WASHINGTON — During al-Qaida's early years in the 1990s, when Osama bin Laden ran the terrorist group out of Sudan, the Libyan man detained in a raid by U.S. Special Operations forces over the weekend used his computer skills to rise to the top of the organization long before it emerged as a global menace, the Washington Post reported Monday, citing unnamed officials.
Nazih Abdul-Hamed al-Ruqai, known by his alias Abu Anas al-Libi, eventually moved back to his native Libya, where, over the past few years, he received an assignment from al-Qaida leaders in Pakistan: establish a new cell for the network in his homeland, which was reeling from a civil war.

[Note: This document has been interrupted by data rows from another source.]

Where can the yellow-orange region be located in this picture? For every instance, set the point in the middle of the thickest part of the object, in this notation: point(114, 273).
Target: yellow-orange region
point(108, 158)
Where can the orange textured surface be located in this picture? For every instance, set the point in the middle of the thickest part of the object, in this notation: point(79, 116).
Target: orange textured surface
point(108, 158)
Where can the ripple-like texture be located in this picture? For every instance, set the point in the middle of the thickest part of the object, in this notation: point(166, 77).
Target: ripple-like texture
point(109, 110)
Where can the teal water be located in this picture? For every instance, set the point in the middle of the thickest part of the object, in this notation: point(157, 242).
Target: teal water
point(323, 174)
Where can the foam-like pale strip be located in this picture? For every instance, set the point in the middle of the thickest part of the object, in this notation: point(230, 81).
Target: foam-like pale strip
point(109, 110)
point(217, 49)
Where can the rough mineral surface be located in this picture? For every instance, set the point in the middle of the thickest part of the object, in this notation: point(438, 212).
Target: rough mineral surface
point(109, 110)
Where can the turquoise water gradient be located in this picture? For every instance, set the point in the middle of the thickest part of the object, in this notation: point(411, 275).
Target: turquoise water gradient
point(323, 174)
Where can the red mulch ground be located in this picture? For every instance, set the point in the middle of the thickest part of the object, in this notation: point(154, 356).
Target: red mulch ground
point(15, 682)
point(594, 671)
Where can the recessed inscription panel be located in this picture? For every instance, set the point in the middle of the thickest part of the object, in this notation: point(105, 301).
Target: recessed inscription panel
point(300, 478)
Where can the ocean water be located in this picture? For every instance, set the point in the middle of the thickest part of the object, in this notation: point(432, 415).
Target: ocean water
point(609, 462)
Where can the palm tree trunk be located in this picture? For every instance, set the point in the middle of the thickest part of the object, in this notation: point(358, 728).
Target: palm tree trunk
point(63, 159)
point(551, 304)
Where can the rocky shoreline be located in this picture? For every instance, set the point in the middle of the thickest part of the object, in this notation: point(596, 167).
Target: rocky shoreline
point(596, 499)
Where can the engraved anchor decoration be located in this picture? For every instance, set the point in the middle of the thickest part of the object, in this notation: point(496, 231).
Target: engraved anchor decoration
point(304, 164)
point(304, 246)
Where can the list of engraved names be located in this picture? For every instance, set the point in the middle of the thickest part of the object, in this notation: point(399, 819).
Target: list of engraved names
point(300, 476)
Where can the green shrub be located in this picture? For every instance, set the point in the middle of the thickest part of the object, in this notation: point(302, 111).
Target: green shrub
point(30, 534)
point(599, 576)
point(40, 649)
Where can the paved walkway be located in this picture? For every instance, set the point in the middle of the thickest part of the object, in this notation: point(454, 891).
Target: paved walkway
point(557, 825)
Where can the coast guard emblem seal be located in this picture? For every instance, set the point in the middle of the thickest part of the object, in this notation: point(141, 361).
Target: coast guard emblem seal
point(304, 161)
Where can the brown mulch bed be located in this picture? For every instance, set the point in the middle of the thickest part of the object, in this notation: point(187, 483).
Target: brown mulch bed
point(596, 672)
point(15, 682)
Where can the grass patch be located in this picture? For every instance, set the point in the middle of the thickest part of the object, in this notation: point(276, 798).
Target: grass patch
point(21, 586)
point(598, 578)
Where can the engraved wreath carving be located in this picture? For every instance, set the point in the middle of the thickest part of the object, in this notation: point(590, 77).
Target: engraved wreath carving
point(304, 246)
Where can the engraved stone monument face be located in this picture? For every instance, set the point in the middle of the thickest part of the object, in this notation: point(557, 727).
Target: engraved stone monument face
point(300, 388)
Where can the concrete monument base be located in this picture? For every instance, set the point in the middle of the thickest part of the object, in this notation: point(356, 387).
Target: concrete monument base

Al-Libi, 49, is being held somewhere in the Mediterranean Sea aboard the USS San Antonio. U.S. counterterrorism interrogators are hopeful he will offer new insight into the recent transformation of al-Qaida into a decentralized network that has managed to consolidate new footholds in North Africa.
Meanwhile, the man who U.S. Navy SEALs tried to seize in Somalia over the weekend in a second raid is a senior operative of the al-Qaida-linked extremist group al-Shabab. The attempt to capture Abdulkadir Mohamed Abdulkadir, also known as Ikrima, failed. He is suspected of being a recruiter for al-Shabab.